The First Russian Patient with Native American Myopathy
, Nina Demina, Polina Chausova, Olga Shchagina, Artem Borovikov and Elena DadaliRound 1
Reviewer 1 Report
The authors report a Russian patient with STAC3 mutated myopathy due to compound heterozygous truncating variants. The paper is of interest because of the rarity of the disease outside the Native American community and some new features including milder presentation compared to the original syndromic patients.
Concerns:
- the medical English language needs some polishing
- a muscle MRI study would be an excellent complement to the clinical study results as such findings would add important novelty to the paper
Author Response
Point 1: The medical English language needs some polishing.
Response 1: Thank you for your precise remarks. We have corrected both spelling errors and inaccuracies in medical English.
Point 2: A muscle MRI study would be an excellent complement to the clinical study results as such findings would add important novelty to the paper.
Response 2: Unfortunately, the proband lives in a small town where muscle MRI is not performed, and she is not planning to visit our facility in the nearest future due to an epidemic situation.
Reviewer 2 Report
The authors provide a case report with a thorough description of a young woman of Russian origin. A genetic diagnosis of NAM is suggested based on segregation of the variants in the relatively small family (parents and healthy brother). One of the two identified mutations is reported earlier, whereas the other is novel.
In general I find the manuscript to be a nice case report, but have two minor comments I'd like addressed:
- I would like to see a little more discussion on the isoform(s) that are not affected by the novel c.93del variant. Is anything known about their function? The Turkish splice mutation also does not affect all isoforms. How does this compare to the c.93del variant in this report?
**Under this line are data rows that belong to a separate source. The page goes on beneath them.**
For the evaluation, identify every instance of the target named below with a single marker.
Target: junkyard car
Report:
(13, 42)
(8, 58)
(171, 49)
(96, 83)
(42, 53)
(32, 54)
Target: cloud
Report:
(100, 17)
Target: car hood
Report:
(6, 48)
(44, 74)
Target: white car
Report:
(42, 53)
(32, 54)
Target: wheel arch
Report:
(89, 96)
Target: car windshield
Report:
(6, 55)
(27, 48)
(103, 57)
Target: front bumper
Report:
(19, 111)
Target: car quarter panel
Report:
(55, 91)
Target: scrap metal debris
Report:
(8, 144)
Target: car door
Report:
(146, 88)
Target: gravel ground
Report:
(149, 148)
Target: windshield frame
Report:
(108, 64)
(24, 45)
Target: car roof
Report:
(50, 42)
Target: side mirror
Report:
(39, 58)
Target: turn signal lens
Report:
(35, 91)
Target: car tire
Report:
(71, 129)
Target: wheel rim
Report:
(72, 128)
- The manuscript should be fixed for grammar and readability. Gene names should also be in italics.
Author Response
Point 1: I would like to see a little more discussion on the isoform(s) that are not affected by the novel c.93del variant. Is anything known about their function? The Turkish splice mutation also does not affect all isoforms. How does this compare to the c.93del variant in this report?
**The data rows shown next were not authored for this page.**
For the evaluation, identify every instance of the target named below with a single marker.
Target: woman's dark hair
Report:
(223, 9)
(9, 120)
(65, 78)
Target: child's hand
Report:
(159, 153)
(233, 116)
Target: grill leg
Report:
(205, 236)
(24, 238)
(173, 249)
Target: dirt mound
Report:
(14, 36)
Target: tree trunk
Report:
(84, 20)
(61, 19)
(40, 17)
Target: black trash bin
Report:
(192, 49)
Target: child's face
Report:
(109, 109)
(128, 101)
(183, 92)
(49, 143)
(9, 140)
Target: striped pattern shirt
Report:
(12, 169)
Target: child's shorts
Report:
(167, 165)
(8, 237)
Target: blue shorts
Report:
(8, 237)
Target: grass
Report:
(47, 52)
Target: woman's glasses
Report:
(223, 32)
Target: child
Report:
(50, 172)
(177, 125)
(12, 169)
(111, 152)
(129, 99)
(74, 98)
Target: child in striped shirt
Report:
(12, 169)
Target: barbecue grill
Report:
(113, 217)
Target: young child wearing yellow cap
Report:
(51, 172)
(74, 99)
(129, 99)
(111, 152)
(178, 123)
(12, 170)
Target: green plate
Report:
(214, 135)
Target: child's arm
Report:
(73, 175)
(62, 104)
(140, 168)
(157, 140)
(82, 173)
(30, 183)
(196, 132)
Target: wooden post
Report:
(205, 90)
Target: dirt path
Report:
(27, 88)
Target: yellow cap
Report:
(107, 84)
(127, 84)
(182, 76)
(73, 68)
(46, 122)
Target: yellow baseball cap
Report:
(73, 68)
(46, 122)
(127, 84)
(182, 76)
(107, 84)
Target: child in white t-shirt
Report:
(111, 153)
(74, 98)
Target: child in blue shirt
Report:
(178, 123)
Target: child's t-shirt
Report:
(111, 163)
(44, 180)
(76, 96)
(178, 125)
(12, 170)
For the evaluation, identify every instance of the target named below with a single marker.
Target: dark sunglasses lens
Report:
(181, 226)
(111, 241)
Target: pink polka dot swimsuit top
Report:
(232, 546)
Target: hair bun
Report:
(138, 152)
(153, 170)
Response 1: Thank you for your important notes. We have added more discussion on the isoforms as well as a new figure reflecting the coding and non-coding isoforms for a more precise explanation of our hypothesis. Unfortunately, we did not find any publications on the functions of other isoforms. However, our assumption remains valid. The STAC3 gene has 7 isoforms, all of them expressed in muscle tissue at different levels according to GTEx data. One of the coding isoforms expressed at a high level is ENST00000546246.2 (STAC3-202), and we assume that it is not affected by frameshift variant like another coding isoform STAC3-206. The frequent variant p.Trp284Ser affects the main isoform and these two protein-coding isoforms. The shortest isoform STAC3-204 could be still functional from allele with the variant p.Lys288Ter in our patient, but this isoform is also not affected by frequent missense variant p.Trp284Ser. In this way, we can speculate that partially functional isoforms STAC3-202 and STAC3-206 could explain the milder phenotype of our patient. The same explanation is probably applicable for the Turkish case with intronic SNV that does not affect isoform STAC3-202. However, the activation of a new cryptic splice donor site could lead to different alterations in all isoforms. Undoubtedly, this hypothesis needs further functional investigation
Point 2: The manuscript should be fixed for grammar and readability. Gene names should also be in italics.
Response 2: We have corrected the text for grammar and readability. Unfortunately, we have missed that gene names were not in italics. That was a technical issue because of the transfer of the text from one file to another.